Trust Lawyer Mission Viejo CA
If you want to establish a trust, you should get in touch with a trust lawyer in Mission Viejo, CA promptly. A trust is a complex estate planning document and you want someone knowledgeable and experienced on your side. A lawyer can help you draft a valid trust that reflects your wishes.
Common Myths About Trusts
A living trust is a valuable estate planning document that lets you be in control over your property while you are still alive. After your death, the trust is turned over to the successor trustee, who will distribute the property in the trust. Here are some common myths about trusts that you should not believe.
- Trusts only provide benefits for beneficiaries, not grantors. When many people create trusts, they have their beneficiaries’ best interests at heart.
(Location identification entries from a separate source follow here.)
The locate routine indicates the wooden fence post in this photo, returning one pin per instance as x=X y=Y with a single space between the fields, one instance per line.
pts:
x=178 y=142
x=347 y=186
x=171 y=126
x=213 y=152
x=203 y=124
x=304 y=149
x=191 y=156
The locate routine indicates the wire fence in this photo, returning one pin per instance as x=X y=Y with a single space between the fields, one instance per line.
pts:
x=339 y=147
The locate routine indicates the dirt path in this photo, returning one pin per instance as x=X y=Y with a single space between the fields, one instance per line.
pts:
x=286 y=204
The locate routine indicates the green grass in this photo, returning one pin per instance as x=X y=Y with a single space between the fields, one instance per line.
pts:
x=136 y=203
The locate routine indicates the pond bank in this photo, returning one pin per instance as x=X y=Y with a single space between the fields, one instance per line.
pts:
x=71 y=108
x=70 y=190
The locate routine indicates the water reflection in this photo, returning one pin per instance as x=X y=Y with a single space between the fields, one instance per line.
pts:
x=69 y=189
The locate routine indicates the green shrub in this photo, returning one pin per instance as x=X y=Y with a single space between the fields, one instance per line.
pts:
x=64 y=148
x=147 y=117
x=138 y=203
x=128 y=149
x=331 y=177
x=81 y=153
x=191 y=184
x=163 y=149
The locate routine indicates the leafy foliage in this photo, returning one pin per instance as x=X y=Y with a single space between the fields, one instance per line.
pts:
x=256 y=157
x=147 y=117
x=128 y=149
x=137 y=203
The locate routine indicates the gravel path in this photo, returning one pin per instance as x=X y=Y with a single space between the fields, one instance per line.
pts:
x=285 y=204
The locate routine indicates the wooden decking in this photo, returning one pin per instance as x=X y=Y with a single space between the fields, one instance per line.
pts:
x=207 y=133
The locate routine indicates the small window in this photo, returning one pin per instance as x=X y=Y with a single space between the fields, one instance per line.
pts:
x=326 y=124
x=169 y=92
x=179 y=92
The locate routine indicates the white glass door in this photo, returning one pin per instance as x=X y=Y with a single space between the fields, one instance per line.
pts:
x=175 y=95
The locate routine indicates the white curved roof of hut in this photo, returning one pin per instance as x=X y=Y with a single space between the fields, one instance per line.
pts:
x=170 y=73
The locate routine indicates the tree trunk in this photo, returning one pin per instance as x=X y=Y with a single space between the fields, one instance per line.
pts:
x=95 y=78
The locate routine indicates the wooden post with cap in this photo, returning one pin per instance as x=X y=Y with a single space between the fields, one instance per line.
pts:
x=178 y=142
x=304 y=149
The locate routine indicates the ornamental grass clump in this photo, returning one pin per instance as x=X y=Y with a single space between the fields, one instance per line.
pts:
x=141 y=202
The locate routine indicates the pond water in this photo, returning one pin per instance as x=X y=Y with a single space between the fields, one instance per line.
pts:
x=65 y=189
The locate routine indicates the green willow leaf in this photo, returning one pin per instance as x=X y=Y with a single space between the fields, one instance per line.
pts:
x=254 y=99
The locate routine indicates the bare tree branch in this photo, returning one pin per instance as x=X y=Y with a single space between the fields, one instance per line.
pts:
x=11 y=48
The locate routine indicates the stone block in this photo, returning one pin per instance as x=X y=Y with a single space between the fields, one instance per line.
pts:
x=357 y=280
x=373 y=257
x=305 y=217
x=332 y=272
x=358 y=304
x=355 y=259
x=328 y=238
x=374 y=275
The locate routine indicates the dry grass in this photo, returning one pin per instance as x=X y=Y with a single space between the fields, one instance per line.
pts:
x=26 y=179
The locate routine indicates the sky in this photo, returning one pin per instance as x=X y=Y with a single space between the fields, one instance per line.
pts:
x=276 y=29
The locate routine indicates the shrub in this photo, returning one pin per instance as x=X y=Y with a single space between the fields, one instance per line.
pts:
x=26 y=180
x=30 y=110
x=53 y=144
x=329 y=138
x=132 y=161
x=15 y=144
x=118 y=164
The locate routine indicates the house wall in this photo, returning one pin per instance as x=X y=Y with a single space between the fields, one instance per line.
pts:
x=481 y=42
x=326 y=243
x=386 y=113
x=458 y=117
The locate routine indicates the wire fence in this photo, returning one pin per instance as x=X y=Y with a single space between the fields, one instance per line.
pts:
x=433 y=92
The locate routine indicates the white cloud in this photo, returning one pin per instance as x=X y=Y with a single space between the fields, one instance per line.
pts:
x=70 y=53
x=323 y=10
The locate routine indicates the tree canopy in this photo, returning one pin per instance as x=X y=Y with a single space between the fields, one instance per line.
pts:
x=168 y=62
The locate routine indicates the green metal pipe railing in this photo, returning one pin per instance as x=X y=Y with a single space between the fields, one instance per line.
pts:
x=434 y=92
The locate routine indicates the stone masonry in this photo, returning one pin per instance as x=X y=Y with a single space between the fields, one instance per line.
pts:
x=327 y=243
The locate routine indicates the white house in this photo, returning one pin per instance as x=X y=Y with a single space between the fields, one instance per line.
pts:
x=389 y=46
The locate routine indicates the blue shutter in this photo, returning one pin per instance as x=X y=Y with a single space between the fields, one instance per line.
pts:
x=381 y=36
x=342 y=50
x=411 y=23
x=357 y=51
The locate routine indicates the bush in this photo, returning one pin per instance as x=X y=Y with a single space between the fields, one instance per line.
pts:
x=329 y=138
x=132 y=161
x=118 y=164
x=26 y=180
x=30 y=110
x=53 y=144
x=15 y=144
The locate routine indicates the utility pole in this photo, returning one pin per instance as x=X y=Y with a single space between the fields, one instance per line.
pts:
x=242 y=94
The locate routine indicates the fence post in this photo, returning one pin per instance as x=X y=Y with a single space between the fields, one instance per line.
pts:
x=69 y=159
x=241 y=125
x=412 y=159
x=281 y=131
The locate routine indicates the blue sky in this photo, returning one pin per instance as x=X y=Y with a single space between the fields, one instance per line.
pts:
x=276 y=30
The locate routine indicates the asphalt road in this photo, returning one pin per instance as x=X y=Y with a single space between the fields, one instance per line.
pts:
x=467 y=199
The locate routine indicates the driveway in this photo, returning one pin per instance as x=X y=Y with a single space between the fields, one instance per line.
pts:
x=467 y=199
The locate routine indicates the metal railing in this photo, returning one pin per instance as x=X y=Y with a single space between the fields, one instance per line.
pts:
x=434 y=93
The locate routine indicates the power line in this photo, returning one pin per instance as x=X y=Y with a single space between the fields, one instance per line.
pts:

They know that a trust can help distribute assets faster and easier to them. What they might not realize is that a trust can have benefits for them as well. For example, you can state who you want to handle your financial and legal affairs if you should become mentally or physically incapacitated during your lifetime.
- Trusts always avoid probate. One of the main reasons people choose to create trusts is to avoid probate. Probate can be a long process, so grantors don’t want their beneficiaries to go through that. However, if a trust isn’t properly set up, some assets may still have to go through probate. That is why you should have an experienced trust lawyer in Mission Viejo, CA help you create a trust.
- Trusts are too expensive. Some people shy away from establishing a trust because they assume the costs are too high. Although it’s more expensive to establish a trust than a will, it may be able to save you more money and headaches in the future.
- It’s best to appoint a family member as a trustee. Many people name their family members as trustees. However, this might not always be the best idea. Being a trustee is a huge responsibility and the person you appoint should be financially savvy, honest and organized. If no one in your family can realistically take on the role, you may want to appoint an independent third party, like a corporate trustee.